TECHNOSPHERE RELOAD (PC) Review
Look Ma! No Hands!
Drones are quickly becoming a part of our everyday world. Their multi-functional low-cost nature is rapidly making them the go-to option for a variety of tasks. The structural nature of a sphere minimizes the weight and cost of the materials necessary to construct it. Put these two cost-saving ideas together and you create the Technosphere. Uniquely capable of any task that doesn’t require thumbs. However, can this miracle of thumbless engineering save all life on earth? Technosphere Reload seeks to answer that very question.
Technosphere Reload is a puzzle platformer that uses a detailed science fiction inspired environment and real-world physics to create a very entertaining experience. Previously released in beta under the similar name Technosphere, Reload offers many improvements in gameplay and design. Your objective is to maneuver the Technosphere drone through a maze of imposing machinery, narrow catwalks, floating platforms, ramps, and pitfalls. The challenge is that the drone is, in fact, a sphere. Its physics will mimic that of either a golf ball or soccer ball depending on the maze section, and you will be required to control balance, speed, bounce, and even backspin to move forward. The welcome addition of controller support to this release allows for fluid steering and more precision than the previous keyboard option. Other additions to the Reload release include limited lives, an energy meter, and mission timer. You will find that there are multiple paths to reach your goal. Adding an intriguing level of complexity, these limitations now require you to decide whether the payoff of exploring is worth the cost. Despite being able to switch camera angles the distance from the camera remains at a fixed distance. This limits your ability to plan ahead and becomes frustrating when you are required to pan around objects to see how to move forward. As camera pan is gradual, it will cause unwanted movements as your perspective adjusts. Another flaw, a rather large one, is that nowhere are you told what you are, where you are, and what exactly you are supposed to be doing. It’s not necessary for gameplay and there is a summary in the games store page, it’s just odd not to include something in the game itself.

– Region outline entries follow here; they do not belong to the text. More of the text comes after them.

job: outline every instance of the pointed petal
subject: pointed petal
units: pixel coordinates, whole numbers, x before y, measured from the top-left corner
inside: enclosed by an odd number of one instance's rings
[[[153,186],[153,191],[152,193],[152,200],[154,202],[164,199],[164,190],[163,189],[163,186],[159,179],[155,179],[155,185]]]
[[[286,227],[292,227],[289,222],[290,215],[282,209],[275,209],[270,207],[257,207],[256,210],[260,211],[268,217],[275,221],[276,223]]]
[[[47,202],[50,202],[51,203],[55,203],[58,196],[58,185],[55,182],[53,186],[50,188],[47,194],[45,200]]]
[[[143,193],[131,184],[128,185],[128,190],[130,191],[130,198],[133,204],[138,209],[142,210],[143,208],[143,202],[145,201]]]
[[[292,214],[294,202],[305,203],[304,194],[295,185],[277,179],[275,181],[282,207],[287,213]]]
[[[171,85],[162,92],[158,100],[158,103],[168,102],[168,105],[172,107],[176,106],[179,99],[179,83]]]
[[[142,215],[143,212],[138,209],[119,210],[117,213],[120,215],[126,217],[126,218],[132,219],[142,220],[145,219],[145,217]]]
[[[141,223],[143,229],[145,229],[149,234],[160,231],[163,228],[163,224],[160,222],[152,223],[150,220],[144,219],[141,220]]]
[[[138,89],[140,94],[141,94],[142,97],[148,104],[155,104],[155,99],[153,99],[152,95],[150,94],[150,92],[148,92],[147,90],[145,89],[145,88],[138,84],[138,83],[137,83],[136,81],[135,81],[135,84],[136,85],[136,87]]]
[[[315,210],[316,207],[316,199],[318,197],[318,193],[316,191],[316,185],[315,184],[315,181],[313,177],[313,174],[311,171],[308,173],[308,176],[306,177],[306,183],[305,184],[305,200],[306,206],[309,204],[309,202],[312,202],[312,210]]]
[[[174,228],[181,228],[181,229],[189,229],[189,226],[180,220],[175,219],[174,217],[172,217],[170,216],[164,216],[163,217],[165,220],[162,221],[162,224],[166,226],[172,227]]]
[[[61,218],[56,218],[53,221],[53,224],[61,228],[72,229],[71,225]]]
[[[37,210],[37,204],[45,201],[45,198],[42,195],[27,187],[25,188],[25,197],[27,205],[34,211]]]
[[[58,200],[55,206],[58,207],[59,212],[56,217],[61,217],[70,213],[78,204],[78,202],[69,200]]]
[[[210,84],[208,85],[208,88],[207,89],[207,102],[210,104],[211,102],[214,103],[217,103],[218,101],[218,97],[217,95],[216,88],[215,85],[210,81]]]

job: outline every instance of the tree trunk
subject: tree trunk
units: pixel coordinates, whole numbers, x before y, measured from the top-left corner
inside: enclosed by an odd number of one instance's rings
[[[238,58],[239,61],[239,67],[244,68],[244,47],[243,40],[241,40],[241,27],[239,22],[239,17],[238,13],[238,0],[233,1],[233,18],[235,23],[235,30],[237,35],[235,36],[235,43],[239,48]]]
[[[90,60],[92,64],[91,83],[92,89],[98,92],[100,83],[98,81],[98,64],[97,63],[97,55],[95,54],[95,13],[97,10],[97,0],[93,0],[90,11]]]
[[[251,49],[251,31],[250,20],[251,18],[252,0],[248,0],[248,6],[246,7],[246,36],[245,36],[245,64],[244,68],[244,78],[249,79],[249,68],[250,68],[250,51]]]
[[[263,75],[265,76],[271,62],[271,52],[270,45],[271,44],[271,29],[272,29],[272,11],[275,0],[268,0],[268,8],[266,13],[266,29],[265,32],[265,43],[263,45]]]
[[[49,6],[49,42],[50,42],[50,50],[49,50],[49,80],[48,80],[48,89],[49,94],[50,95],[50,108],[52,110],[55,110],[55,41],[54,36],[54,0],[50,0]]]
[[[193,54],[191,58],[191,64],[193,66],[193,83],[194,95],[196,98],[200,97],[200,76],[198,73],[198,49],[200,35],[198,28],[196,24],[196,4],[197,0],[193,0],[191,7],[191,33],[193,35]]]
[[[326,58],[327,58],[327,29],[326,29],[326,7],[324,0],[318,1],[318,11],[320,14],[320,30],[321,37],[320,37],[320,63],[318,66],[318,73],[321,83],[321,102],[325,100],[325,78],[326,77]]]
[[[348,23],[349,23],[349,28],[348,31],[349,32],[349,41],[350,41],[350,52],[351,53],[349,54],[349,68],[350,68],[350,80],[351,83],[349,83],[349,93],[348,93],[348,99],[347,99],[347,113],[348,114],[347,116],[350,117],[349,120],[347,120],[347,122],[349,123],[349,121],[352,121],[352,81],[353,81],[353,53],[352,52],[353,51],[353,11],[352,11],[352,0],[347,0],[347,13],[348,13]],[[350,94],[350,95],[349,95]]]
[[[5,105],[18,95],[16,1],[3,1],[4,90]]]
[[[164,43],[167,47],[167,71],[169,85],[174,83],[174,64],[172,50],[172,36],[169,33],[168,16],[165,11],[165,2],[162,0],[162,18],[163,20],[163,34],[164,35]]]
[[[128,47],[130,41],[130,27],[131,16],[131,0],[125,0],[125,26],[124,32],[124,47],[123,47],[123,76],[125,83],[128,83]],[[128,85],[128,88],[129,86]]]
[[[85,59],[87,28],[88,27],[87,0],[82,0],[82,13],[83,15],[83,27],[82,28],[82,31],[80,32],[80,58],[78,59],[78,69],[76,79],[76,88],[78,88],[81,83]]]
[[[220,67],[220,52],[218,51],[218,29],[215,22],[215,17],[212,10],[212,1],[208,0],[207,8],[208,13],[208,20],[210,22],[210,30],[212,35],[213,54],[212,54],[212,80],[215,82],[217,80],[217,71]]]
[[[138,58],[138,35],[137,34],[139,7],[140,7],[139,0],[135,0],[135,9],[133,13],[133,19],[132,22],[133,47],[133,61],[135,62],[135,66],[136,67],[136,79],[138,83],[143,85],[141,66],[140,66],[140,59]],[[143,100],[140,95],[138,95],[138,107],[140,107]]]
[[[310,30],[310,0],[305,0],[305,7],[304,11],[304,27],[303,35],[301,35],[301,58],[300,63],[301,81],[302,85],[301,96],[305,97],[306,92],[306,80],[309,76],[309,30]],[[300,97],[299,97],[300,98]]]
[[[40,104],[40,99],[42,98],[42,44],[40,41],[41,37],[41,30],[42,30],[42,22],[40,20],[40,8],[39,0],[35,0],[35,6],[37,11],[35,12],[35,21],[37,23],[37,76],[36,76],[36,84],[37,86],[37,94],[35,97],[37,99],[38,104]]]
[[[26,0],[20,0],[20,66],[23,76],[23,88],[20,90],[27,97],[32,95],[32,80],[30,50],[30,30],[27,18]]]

The three-dimensional renderings of each level are striking and stay true to the intended sci-fi aesthetic. Levels are made to feel massive by the use of large background machinery, as well as edges and corners hidden by deep shadows. A refreshing aspect is the use of Volumetric lighting, particularly with the light the shines out of the multiple holes on the surface of the drone. As you move a strobe pattern is created and becoming brighter as you move through shadow and darkness. Missing from the game is any form of background music or soundtrack. While once again not necessary, the absence is notable and its inclusion would help to set the tone.
Overall, Technosphere Reload is a fun roller game. Gameplay and graphics easily make up for the missing narrative and soundtrack. Those that are interested in a challenge or looking for something unique should consider adding it to their collection.